Work and love have gone hand in hand in many other ways at Beth Hunt Calligraphy. Hunt said one of her favorite pieces of work was a love letter commissioned by a husband for his wife for their 50th wedding anniversary. Since this is the “golden anniversary,” Hunt wrote the letter in gold ink.
“The man still keeps up with me and my work, which is so special,” Hunt said. “He reached out to me after to thank me and told me that his wife cried when he read it to her. I actually met her for the first time a few weeks ago, and the hug that she gave me left me with an indescribable feeling.”
But the creativity doesn’t stop there. When Hunt is at home, she spends her time with husband, Will, and two children, William, 4, and Annabelle, 2.
The home has a light gray exterior and dark blue shutters. Inside, the house has a traditional French design and an upscale, chic feeling. Hunt’s taste is exemplified throughout, as a paralleled continuation of her office.
Aside from the occasional toy or child-size Ole Miss football helmet on the ground, it all flows. It all matches. It’s all very “Beth.”
A long wooden dining table with a glamorous chandelier hanging overhead is where Hunt works on her calligraphy and designs when she is at home. A lot of times, one or both of her children will sit in a chair next to her, mimicking her movements with their own piece of paper and a pen or crayon.
Her two children have already shown similar interests in creative paths, including a bunch of family crafts, coloring and drawing.
“William drew on the walls in our house not long ago, and I left it up there for a few weeks because I didn’t want to discourage him from being creative,” she said. “I think a lot of people thought I was crazy.”

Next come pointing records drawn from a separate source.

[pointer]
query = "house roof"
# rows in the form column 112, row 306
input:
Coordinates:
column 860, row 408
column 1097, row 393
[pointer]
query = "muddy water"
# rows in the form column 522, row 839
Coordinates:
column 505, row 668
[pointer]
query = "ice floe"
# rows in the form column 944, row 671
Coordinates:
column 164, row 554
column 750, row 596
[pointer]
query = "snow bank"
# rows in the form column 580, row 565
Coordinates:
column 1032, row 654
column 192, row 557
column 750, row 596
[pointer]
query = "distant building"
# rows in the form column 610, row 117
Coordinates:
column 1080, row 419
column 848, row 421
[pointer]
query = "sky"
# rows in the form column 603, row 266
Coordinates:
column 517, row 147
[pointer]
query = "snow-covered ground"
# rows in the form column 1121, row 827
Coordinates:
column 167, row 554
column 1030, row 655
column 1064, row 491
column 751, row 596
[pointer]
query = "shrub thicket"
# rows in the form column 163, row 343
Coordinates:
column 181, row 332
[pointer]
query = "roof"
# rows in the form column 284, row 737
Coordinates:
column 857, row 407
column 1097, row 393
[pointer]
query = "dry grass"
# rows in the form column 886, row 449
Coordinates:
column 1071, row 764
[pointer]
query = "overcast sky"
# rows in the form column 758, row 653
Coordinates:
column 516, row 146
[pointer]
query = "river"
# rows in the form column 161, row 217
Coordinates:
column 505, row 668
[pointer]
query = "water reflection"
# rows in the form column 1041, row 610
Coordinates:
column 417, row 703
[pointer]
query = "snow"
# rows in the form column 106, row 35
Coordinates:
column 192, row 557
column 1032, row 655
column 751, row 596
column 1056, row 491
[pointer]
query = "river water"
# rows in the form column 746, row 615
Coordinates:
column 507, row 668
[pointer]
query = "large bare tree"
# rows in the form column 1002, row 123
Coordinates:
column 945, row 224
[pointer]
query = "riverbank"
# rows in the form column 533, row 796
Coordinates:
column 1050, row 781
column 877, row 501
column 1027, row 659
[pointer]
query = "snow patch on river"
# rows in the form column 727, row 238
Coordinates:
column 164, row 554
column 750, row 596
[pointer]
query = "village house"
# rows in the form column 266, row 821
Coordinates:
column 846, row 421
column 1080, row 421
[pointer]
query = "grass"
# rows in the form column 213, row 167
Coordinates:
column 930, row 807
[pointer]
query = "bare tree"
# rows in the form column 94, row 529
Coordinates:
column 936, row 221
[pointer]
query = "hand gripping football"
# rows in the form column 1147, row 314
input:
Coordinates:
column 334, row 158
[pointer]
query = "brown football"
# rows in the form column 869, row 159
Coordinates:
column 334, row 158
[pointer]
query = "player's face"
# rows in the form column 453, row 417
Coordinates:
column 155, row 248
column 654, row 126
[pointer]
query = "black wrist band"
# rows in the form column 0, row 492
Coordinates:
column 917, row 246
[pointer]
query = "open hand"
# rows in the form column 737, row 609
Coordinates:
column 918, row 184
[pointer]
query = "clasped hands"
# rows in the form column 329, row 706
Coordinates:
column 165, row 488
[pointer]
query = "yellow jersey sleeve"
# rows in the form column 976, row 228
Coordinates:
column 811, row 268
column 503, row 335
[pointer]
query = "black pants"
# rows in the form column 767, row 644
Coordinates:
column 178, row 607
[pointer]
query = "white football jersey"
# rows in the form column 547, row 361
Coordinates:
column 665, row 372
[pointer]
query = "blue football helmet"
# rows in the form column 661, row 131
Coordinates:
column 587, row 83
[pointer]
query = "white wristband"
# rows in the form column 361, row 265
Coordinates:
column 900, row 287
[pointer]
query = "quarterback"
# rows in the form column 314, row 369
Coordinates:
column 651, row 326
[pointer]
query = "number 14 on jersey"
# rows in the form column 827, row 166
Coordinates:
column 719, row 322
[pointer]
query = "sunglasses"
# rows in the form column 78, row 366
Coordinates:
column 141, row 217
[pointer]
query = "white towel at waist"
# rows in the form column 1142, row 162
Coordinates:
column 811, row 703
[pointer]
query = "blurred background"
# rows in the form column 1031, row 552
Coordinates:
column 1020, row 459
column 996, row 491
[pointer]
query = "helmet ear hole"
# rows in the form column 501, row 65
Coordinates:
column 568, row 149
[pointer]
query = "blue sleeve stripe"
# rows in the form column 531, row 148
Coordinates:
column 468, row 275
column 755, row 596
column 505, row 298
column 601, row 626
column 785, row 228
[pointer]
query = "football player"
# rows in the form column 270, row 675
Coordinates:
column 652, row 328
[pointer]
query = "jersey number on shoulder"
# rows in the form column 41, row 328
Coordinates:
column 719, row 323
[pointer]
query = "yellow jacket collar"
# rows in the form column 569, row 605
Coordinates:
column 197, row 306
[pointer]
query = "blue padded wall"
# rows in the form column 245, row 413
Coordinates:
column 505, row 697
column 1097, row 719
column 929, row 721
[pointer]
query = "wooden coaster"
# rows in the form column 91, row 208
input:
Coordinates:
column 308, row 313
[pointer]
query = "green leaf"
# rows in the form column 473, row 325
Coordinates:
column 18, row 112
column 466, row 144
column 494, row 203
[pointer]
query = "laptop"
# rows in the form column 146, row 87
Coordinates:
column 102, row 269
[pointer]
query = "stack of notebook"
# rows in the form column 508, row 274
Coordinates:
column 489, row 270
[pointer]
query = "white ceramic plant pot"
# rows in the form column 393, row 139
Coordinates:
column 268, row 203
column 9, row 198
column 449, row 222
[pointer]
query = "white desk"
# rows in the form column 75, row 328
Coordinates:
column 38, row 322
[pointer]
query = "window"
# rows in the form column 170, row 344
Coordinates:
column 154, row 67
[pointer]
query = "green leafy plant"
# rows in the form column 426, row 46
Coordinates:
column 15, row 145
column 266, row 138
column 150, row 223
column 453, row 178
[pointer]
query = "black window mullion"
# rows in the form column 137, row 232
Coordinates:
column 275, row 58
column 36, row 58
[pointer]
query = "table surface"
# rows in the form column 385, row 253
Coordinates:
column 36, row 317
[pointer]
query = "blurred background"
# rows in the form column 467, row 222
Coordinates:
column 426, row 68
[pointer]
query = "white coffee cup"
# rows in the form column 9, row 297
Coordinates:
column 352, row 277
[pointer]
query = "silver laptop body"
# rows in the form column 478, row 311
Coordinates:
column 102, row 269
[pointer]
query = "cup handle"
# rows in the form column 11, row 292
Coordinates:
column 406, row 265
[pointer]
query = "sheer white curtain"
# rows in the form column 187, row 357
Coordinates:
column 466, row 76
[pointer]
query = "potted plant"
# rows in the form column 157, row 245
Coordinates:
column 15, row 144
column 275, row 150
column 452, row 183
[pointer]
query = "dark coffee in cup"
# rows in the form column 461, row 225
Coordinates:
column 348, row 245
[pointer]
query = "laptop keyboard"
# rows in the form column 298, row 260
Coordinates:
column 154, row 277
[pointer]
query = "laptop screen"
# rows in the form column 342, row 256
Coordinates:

With in-laws residing in Oxford and parents and brothers that frequently visit, the Hunt household is rarely quiet. The home is constantly radiating with love and laughter, and occasionally her father-in-law’s famous macarons.
“The way she takes care of her kids and loves them both unconditionally is something I really admire,” said Strange, who has also worked with Beth a lot at her home. “Anyone can see that she would do anything and everything to make them happy. They come first.”